While we have not received any comments from your office regarding the Registration Statement since July 26, 2006 (to which we responded on September 26, 2006), based upon telephone conversations among you and various persons in your office and the Office of Chief Counsel and certain of my colleagues in this office, we understand that, due to similarities in legal and organizational structure between the Trust and the Master Trust, on the one hand, and PowerShares DB US Dollar Index Trust and DB US Dollar Index Master Trust (together, “DXY”), on the other hand, Comment No. 1 in each of the letters from Karen J. Garnett to Kevin Rich of DB Commodity Services LLC dated September 6, 2006 and November 9, 2006 regarding DXY maybe applicable also to the Registration Statement. For your convenience, such comments are set forth below in italics, with our response immediately following. Our response to Ms. Garnett’s letter of November 9, 2006 has not yet been filed, but we expect to file it shortly.
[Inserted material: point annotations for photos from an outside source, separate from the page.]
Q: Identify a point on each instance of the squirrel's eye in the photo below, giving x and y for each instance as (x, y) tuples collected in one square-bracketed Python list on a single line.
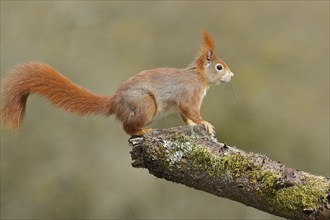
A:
[(219, 67)]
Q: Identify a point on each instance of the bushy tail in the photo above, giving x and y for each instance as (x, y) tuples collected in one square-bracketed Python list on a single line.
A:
[(44, 80)]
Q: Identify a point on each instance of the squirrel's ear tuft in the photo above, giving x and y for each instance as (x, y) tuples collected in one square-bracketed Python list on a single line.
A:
[(207, 50), (208, 41)]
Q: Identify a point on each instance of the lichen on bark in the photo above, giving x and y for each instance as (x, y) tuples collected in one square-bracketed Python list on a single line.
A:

Also, we have revised the cover page of the prospectus forming a part of the Registration Statement, the Breakeven Table, and the Risk Factors section in response to Comments 2, 3 and 4 as set forth in Ms. Garnett’s letter of November 9, 2006.
We respectfully submit that the responses set forth below are dispositive of the issues to which they respond and we are not aware of any other comments applicable to the Registration Statement that have not been addressed.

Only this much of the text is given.